The Federal Communications Commission (F.C.C.) has barred prison phone companies from charging high rates on interstate long-distance calls, according to its press release.
The F.C.C. action comes on the heels of a new report released by the Prison Policy Initiative (PPI) that highlights the “perverse conflicts of interests” in the contracts of companies dominating the industry.
The report details “how contracts are awarded…to the company that offers to share the largest portion of the call revenue with the prison system.” This business practice “drives up the cost of a call,” and “removes any incentive for state prison systems to advocate for lowering the phone bills.”
“We urge state regulators, local contracting authorities, and the F.C.C. to take a comprehensive view of the prison telephone industry,” said Peter Wagner, Executive Director of the Prison Policy Initiative.
In August, the Los Angeles Times reported, “Under the new regulations…telephone providers may only charge up to 21 cents for a debit or prepaid call within the United States, and up to 25 cents for domestic collect calls made by inmates.”
Prior to the new F.C.C. regulations, telephone companies were able to set their own rates with no federal oversight, according to the Los Angeles Times.
In May 2013, the Economist quoted Congresswoman Eleanor Holmes Norton (Washington, D.C.) as saying that in the past, lack of regulation gave telephone companies the ability to “extort excessive telephone rates from the people in society least able to pay them.”
According to the PPI report, most calls originating from prisons are collect calls, or pre-paid by families who set up accounts with private telephone companies that have a contract with the prison. “[T]he families of incarcerated persons have no input on the contracts or ability to take their business elsewhere.”
F.C.C. Commissioner Ajit Pai commented in the report that “choice and competition are not hallmarks of life behind bars.”
PPI documented that the prison phone industry does not hesitate to subject consumers to what it calls a “barrage of fees… The current structure of the prison phone market guarantees exorbitant phone bills.”
To increase the amount of commissions paid to prisons, families and friends who accept collect calls from inmates are burdened with fees that can double the cost of a telephone call. It’s estimated that customers spend $386 million every year on fees, according to PPI.
“One of the reasons that fees are so profitable to prison phone companies is that fee income is exempt from the phone companies’ commission responsibilities,” the report continued. Some of these fees do nothing more than “act as a stealth profit center for the phone companies.”
The report outlines 11 phone companies’ fees associated with pre-paid telephone calls. These companies charge fees anywhere from $1.50 to $11.95 for customers to prepay by telephone, use the companies’ website, or Western Union.
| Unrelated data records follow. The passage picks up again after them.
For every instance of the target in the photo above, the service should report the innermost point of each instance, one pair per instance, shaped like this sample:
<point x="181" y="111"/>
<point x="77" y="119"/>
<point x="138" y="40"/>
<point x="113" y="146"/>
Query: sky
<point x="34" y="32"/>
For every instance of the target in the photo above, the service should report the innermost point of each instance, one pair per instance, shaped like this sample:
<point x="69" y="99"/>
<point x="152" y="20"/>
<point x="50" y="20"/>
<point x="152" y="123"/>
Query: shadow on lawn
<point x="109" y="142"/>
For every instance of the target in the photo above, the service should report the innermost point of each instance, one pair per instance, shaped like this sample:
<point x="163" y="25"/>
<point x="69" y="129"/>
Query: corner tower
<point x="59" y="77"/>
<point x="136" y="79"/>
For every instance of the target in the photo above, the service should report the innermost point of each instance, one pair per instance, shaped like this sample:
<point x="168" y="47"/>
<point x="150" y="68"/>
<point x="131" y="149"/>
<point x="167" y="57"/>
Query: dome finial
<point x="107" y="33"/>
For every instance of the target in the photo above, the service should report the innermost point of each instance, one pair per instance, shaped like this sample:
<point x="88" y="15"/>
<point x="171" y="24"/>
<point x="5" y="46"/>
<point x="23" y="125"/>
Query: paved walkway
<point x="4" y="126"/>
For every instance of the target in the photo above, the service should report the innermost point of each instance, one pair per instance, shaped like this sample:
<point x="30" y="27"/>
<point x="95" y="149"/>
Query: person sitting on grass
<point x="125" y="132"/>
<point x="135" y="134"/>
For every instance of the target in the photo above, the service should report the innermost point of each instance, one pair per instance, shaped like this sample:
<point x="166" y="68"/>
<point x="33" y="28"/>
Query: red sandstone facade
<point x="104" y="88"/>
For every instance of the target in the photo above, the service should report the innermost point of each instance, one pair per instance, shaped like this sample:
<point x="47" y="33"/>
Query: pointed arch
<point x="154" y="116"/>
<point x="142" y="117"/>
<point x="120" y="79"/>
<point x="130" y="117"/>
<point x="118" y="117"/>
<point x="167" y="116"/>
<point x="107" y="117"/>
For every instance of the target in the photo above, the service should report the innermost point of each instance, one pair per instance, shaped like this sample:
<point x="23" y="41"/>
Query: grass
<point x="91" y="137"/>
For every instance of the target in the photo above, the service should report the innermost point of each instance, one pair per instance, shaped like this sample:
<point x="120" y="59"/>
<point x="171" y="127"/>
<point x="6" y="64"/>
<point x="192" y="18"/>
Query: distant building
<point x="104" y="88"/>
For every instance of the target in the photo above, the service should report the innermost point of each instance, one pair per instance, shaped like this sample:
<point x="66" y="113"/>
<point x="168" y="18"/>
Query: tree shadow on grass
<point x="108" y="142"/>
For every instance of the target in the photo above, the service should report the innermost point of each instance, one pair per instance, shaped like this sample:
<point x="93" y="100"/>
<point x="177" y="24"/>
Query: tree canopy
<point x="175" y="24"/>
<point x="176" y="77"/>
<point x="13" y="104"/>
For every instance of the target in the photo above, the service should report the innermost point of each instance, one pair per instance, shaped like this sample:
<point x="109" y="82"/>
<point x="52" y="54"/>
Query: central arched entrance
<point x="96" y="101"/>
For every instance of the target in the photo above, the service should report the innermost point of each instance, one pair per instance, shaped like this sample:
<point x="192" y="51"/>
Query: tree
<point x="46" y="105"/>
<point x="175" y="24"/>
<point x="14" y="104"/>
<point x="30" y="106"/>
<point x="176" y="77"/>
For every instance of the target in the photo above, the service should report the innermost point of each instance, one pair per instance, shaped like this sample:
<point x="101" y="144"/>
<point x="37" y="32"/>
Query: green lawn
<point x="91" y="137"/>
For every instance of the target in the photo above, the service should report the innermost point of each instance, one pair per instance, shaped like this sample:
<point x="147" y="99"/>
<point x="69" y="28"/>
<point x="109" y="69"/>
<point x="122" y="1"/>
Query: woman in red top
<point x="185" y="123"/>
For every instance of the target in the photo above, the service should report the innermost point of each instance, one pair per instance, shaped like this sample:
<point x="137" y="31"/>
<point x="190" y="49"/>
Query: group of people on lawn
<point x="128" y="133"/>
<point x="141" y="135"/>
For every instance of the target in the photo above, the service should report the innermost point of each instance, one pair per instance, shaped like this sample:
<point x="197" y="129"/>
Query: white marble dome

For example, Global Tel Link (GTL), which provides telephone service to inmates in all California State prisons, charges $4.75 to $9.50 for prepaid calls when using its website. GTL’s maximum rate to use this service is the highest among the 11 companies, according to PPI.
To prepay for calls using Western Union, GTL charges $10.95, the second highest fee of the other 11 companies.
Prison telephone companies also profit from calls never made, the report said. This is done by “either seizing the balance,” or “charging customers hefty fees to recoup their own money” when an inmate comes home from prison.
“One of the reasons that fees are so profitable to prison phone companies is that fee income is exempt from the phone companies”
According to the report, “the charge to refund money can be as much as $10. Prison phone companies have a wide range of policies about if, how, and when a customer can claim his or her funds.”
The report said most companies take unused balances left in accounts a few months after an inmate is released from prison. “Global Tel Link has one of the shortest deadlines to claim unused funds,” the report said. It allows customers only 90 days to request a refund before seizing the unused funds.
The new F.C.C. regulations do not address these exorbitant fees, but apply only to phone calls made from state to state. It would be up to the California Public Utilities Commission to deny such high rates and fees.
In the meantime, F.C.C. says its “reforms adopt a simple and balanced approach that protects security and public safety needs, ensures providers receive fair compensation while providing reasonable rates to consumers.”